In my view, mistakes are all fodder for improvement, and maybe I’ll share something that proves to be a resource or a lightbulb moment for someone else. Mistakes are also more interesting to me, honestly. The internet is full of people and imagery depicting seemingly effortless ‘perfection’ — designed more to give other people ‘aspirational’ FOMO than actual inspiration or intel — and that’s not what I’m here for.
I am also a person who has battled the curse of perfectionism for much of my adult life, and you’ll hear me acknowledging when I’ve been hamstrung by it and when I’ve kept it in check. For me, the most important part of the dahlia story wasn’t that they didn’t produce, it was this line: “This was remarkably non-perfectionist behavior for me, buying tubers based on descriptions and hoping I would like what sprouted from them.” As much as I enjoy the research and planning, the tiny triumph of having bought those tubers on a whim and dropped them into the dirt, without any kind of grand plan or even color scheme in mind, was a moment of palpable success for me.

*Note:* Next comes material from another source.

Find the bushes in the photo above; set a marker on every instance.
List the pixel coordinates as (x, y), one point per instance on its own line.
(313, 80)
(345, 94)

Just like that shade on the Adirondack chair.
For me, whatever the effort and the outcome, it’s all to the good. So please know that I will always offer up my successes big and small, alongside my mistakes and failures, and that I consider them all teachings from the universe that I’m happy to share, in the hope you might get something from them too.
*While I was typing this, I recalled that I wrote a little motivational speech on this same subject for that blog in 2016.